My personal experience as an American woman of Mexican parents is extraordinary because during my infancy I was “mothered” by my Father (a very unique and uncommon phenomena). Our very common circumstances made this possible. My mother was undocumented at the time of my birth. A fact that also resulted in my Cerebral Palsy. After giving birth to me, my mother and two sisters were picked up by INS the next day, and taken back to Mexico for the duration of my primary infancy. Leaving my documented father to care for myself and my eldest brother both of us born US citizens. My being disabled some what distinguishes me from the masses because everything about my experience is marked by it.

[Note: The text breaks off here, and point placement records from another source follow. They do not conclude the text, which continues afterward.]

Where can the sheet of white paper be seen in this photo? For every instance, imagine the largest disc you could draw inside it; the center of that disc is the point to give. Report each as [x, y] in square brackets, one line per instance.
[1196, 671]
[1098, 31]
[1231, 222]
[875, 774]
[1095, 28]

So anyway right from the start you could say that my life experience has been marked by tragedy. You could say that. Though I know that is not so. My parents both braved the unknown in search of something better because they knew that their homeland was not enough. By better I mean in search of resources. I come from rather adventurous stalk. Both my parents in their own ways were outcast perhaps by default. Though as a result of being outcast they developed a truly American trait, which is that they are both authentically and unwaveringly individualistic. Neither of them ever concerned themselves with “keeping up with the Joneses”. Daily living was more then enough to keep up with as far as they were concerned. Even so, there was an invisible cloud of shame, a general unspoken atmosphere, a subliminal anxiety a sense of not quite “fitting in” of being different, inherently clandestine, that loomed over every day life. It’s an atmosphere that lends itself to fostering an “us against them” attitude, mentality, or perspective.
One that served me well for a time until I came to understand that there is no them or even us, in the end it all boils down to “I” and what “I” is willing to do and what “I” is capable of doing in regards to the responsibilities that must be contended with as global inhabitants.
It is not accurate for me to relate my life experiences simply in terms of shortcomings on cultural, social, or economic strata either on a small or large scale that is too easy and pointless. As I see it the point is humanity. If my life experience has taught me anything it is the value of being humane. The greatest “resource” my parents quest for “better” has given me is the opportunity to experience genuine humanity, and that’s nothing to sneeze at.